Linde, Aktie

Linde Aktie: Lincare-Verkauf geprüft

Veröffentlicht am: 03.08.2026 um 07:04 Uhr | Redaktion boerse-global.de

Linde verzeichnet starkes Umsatzwachstum, doch die schwache Lincare-Sparte drückt die Marge. Der Konzern prüft einen Verkauf und hebt die Jahresprognose an.

Linde-Aktie: Trotz Rekordumsatz bricht der Kurs ein – Heimpflege-Sparte sorgt für Verluste
Moderne Industrieanlage bei Dämmerung als Symbol für strategische Unternehmensentscheidungen im Gase-Sektor. Illustration mit AI erstellt übermittelt durch boerse-global.de

Rekordergebnisse allein reichen nicht mehr aus. Trotz Bestwerten beim Umsatz straften Anleger die Linde-Aktie am Freitag mit einem Minus von 5,58 Prozent ab. Die Enttäuschung sitzt tief, denn ein schwächelndes Segment überschattet das operative Wachstum des Industriegase-Riesen.
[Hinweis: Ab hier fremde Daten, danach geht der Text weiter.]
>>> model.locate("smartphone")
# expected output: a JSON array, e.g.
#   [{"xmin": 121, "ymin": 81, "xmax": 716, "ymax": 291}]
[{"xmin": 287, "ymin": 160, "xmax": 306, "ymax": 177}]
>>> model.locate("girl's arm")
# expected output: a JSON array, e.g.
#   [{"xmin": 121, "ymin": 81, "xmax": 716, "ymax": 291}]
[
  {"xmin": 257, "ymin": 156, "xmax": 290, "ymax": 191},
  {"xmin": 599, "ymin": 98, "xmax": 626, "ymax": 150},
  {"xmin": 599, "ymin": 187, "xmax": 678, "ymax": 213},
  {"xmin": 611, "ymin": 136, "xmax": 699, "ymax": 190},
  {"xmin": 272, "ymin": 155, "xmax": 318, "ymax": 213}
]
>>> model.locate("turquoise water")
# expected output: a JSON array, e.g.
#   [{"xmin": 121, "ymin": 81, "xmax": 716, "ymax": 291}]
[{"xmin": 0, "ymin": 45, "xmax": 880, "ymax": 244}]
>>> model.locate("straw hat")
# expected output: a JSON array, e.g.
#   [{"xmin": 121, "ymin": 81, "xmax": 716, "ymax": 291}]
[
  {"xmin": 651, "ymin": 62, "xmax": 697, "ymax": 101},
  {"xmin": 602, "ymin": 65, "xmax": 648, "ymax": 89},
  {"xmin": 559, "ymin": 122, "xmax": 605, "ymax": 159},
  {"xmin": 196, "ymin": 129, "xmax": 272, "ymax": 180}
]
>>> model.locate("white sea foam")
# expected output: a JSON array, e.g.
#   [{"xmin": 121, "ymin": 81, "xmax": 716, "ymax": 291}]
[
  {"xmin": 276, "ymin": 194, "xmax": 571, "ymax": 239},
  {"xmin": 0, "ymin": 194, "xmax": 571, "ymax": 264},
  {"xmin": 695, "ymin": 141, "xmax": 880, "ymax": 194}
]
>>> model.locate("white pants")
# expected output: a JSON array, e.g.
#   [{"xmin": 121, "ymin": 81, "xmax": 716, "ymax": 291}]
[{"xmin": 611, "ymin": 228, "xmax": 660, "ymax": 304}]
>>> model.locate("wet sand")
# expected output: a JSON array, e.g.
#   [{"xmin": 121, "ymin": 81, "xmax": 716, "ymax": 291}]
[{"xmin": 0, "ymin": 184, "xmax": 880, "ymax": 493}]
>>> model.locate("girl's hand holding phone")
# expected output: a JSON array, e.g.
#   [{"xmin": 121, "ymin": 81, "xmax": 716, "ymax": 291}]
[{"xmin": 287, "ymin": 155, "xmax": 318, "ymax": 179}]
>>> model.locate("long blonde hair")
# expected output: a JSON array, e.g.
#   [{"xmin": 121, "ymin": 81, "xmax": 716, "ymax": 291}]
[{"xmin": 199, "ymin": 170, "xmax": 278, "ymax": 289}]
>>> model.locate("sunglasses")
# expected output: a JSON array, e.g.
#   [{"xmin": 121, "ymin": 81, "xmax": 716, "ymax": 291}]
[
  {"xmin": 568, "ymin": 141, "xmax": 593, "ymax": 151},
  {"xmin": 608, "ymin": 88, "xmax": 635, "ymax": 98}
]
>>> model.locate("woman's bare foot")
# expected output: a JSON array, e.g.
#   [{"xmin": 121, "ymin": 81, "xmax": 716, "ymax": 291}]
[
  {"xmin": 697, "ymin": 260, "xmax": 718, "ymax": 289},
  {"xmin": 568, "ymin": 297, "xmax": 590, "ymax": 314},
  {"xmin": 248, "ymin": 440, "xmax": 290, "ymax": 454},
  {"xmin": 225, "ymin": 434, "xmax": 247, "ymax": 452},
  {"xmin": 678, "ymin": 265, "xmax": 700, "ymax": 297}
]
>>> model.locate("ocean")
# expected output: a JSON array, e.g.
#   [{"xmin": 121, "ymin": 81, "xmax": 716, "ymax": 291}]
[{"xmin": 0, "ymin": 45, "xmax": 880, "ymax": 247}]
Die bereinigte operative Marge sank im zweiten Quartal auf 29,5 Prozent. Das sind 60 Basispunkte weniger als im Vorjahr. CEO Sanjiv Lamba zeigte sich mit diesem Wert unzufrieden. Vor allem das US-Heimpflegegeschäft der Marke Lincare drückt auf die Profitabilität des Konzerns.

Hohe Kosten und sinkende Erstattungen belasten die Sparte massiv. Das Management reagiert nun und prüft eine strategische Neuausrichtung. Ein teilweiser oder vollständiger Verkauf des Geschäfts steht im Raum, um die Margen des Gesamtunternehmens zu schützen.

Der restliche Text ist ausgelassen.